Now the couple, scheduled to be married at 5 p.m. PT tomorrow, are expecting not only their relatives and friends in New Jersey, Oklahoma, Central America, and Spain to watch their nuptials via RealVideo, but also an international throng of well-wishing strangers wanting to bear witness via their home page.
Nickel admitted he had sent out a few invitations to the online version of his wedding to prospective clients to show off the couple's abilities as Web designers. But he swears he never expected to get publicity outside of Florida.
After Yahoo linked to the wedding page, the number of hits started skyrocketing, Nickel added. So did the number of well-wishers.
"We've had about 300 visitors in the last 24 hours," he said today at around noon PT. "We've gotten a ton of email--people giving advice about how to maintain the relationship, religious advice--the classics...'Don't got to bed angry' and 'Take God into your soul.'"

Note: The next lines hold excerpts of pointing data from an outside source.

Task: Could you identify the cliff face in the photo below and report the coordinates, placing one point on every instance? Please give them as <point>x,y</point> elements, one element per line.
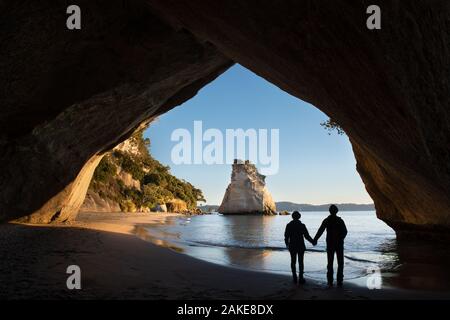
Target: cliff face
<point>69,96</point>
<point>247,192</point>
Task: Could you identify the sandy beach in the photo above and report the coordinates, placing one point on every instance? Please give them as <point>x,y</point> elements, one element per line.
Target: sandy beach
<point>116,263</point>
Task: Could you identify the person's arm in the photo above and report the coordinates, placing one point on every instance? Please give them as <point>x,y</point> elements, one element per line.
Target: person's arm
<point>306,235</point>
<point>321,230</point>
<point>286,236</point>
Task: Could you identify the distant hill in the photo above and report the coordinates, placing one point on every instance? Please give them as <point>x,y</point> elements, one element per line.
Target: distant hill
<point>291,206</point>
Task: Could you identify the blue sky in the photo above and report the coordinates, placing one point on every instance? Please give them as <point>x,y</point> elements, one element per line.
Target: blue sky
<point>314,167</point>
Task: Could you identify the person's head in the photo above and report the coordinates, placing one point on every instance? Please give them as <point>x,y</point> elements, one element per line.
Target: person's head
<point>333,210</point>
<point>296,215</point>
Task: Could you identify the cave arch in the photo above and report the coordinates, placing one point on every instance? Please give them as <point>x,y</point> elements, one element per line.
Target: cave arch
<point>69,96</point>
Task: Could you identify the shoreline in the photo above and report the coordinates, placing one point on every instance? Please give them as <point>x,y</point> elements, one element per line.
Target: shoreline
<point>117,264</point>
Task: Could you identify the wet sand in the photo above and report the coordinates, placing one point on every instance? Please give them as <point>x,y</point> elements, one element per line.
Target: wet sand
<point>116,264</point>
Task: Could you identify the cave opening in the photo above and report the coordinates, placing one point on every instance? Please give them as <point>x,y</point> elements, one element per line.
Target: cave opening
<point>316,167</point>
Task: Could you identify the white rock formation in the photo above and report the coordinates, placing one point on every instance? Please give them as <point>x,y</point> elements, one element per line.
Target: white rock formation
<point>247,192</point>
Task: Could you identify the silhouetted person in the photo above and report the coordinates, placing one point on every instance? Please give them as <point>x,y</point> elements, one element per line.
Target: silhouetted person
<point>336,232</point>
<point>293,237</point>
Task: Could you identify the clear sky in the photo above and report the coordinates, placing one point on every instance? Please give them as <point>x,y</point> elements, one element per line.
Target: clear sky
<point>315,167</point>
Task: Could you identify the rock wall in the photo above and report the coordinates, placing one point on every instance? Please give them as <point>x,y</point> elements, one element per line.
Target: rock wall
<point>247,192</point>
<point>69,96</point>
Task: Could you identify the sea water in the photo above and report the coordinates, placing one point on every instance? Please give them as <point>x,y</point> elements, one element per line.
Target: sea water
<point>257,242</point>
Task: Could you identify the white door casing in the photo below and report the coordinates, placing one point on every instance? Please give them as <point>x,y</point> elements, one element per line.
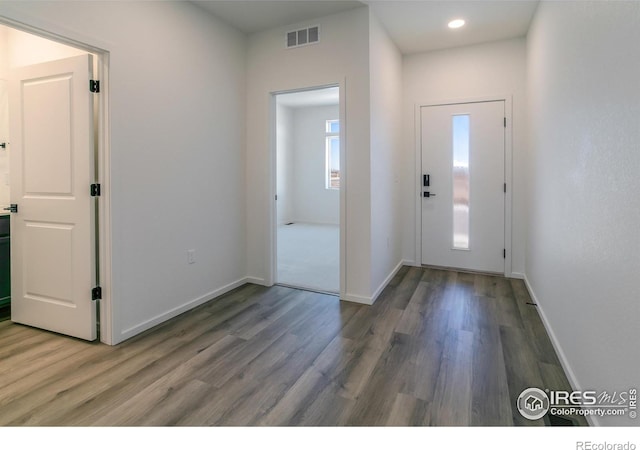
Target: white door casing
<point>481,194</point>
<point>52,167</point>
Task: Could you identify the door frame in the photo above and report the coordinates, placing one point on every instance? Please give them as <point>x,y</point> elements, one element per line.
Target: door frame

He said he loves the publicity but did get a little concerned that the server would get too crowded for the original video guests. Nickel was comforted by the fact that 1,000 people will be able to get the live stream and told his guests, many of whom are having small parties, to log on early.
"It's kind of strange the way the whole thing's evolved," he said. "It's pretty interesting. I never imagined the response would be quite as big as it would be."
Nickel swore, however, that the Webcasting of his personal life will end with the wedding. Some people might broadcast more intimate moments, but he and his fiancée are not into that.
If there are children, will their births be put on the Web, as someone else has done? "I can't even imagine doing that," he laughed.